In the clinical trial that led up to the approval, 87% of patients responded to Tecartus and 62% went into remission. Side effects, which included the immune overreaction known as cytokine release syndrome and neurological events, were manageable during the clinical trial, says Dr. Michael Wang, a professor in the department of lymphoma and myeloma at The University of Texas MD Anderson Cancer Center and one of the clinical trial investigators.
Experience with previously approved CAR-T cell treatments led to the widespread use of anti-inflammatory medications such as interleuken-6 inhibitors and steroids to treat cytokine release syndrome, Wang says. “We have a variety of supportive measures to manage the side effects,” he says.
With the approval of Tecartus, Wang says oncologists can envision a “flattening of the survival curve” in MCL. “It’s an option for people who become resistant to targeted therapies and chemotherapy,” he says. “It’s very possible we will be able to put some people into long- term remissions.”

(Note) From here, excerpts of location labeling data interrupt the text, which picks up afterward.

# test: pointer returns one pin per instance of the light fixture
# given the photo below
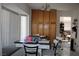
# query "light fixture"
(46, 7)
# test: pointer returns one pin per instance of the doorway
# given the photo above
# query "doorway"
(24, 27)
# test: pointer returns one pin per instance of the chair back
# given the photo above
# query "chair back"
(31, 49)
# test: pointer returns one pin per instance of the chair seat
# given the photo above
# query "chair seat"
(31, 52)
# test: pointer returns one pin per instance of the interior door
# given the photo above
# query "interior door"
(52, 32)
(34, 29)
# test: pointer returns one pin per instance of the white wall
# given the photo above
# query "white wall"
(75, 15)
(0, 33)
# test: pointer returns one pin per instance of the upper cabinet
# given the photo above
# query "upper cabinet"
(35, 16)
(53, 16)
(46, 17)
(40, 19)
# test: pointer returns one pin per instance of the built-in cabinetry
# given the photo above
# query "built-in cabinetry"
(44, 23)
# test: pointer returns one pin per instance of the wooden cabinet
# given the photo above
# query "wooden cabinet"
(52, 32)
(46, 17)
(40, 19)
(46, 30)
(53, 16)
(34, 29)
(40, 29)
(44, 23)
(35, 16)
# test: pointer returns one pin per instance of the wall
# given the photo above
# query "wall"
(75, 15)
(0, 33)
(11, 22)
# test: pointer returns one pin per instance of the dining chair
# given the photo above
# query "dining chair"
(31, 50)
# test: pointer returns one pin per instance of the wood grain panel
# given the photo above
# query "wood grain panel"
(46, 30)
(34, 29)
(35, 16)
(40, 17)
(53, 16)
(46, 17)
(40, 29)
(52, 31)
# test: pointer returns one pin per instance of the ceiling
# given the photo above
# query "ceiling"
(58, 6)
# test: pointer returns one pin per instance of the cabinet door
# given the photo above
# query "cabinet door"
(53, 16)
(40, 17)
(35, 16)
(34, 29)
(46, 30)
(46, 17)
(40, 29)
(52, 32)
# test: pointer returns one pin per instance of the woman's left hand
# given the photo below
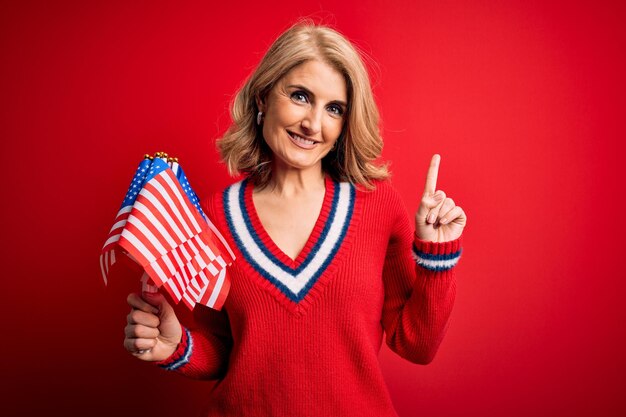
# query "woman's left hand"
(438, 219)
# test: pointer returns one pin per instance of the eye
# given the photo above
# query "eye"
(300, 96)
(335, 109)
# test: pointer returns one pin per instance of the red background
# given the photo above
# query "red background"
(524, 100)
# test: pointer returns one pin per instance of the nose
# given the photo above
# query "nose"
(312, 121)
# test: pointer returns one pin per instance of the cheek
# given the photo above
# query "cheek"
(333, 129)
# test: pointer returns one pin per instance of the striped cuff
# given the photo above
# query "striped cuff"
(182, 354)
(437, 256)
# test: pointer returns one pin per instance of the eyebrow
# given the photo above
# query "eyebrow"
(301, 87)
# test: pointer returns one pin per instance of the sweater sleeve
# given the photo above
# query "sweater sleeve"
(420, 288)
(204, 349)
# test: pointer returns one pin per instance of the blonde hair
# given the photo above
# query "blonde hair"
(243, 149)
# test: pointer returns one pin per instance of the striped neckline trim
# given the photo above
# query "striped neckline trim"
(295, 280)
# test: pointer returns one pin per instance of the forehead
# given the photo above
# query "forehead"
(323, 80)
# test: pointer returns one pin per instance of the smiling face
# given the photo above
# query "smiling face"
(303, 115)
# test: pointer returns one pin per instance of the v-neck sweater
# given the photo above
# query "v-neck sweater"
(301, 337)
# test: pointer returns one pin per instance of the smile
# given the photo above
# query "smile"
(301, 142)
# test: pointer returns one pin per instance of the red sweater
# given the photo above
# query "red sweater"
(301, 338)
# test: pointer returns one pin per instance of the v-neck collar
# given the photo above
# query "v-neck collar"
(294, 278)
(272, 248)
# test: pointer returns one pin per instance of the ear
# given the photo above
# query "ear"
(260, 103)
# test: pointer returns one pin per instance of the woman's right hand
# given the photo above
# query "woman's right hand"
(153, 331)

Bob Brixner, a 20-year survivor of MCL, has been watching all the new developments with interest. When he received an MCL diagnosis in 2000, he had no choice but to endure chemotherapy followed by a stem cell transplant with his own cells. When he relapsed in 2004, he was prescribed a more intense chemotherapy regimen, followed by a stem cell transplant from an unrelated donor.
He’s grateful the second treatment put him in a long-term remission, but he still remembers the brutal side effects, which included extreme fatigue and a bout with pneumonia. “And with the transplants, my immune system didn’t come back 100%,” says Brixner, 70, a retired Chicago public schoolteacher. “Nowadays if I catch a cold, instead of lasting a week, it will last three.”
Brixner advises all newly diagnosed patients to ask a lot of questions about their treatment choices — and to get a second opinion. “I think it’s really important to be an informed patient,” he says, especially since there are so many new choices. “Some patients may not have to go through what I did,” he says. “I’m delighted.”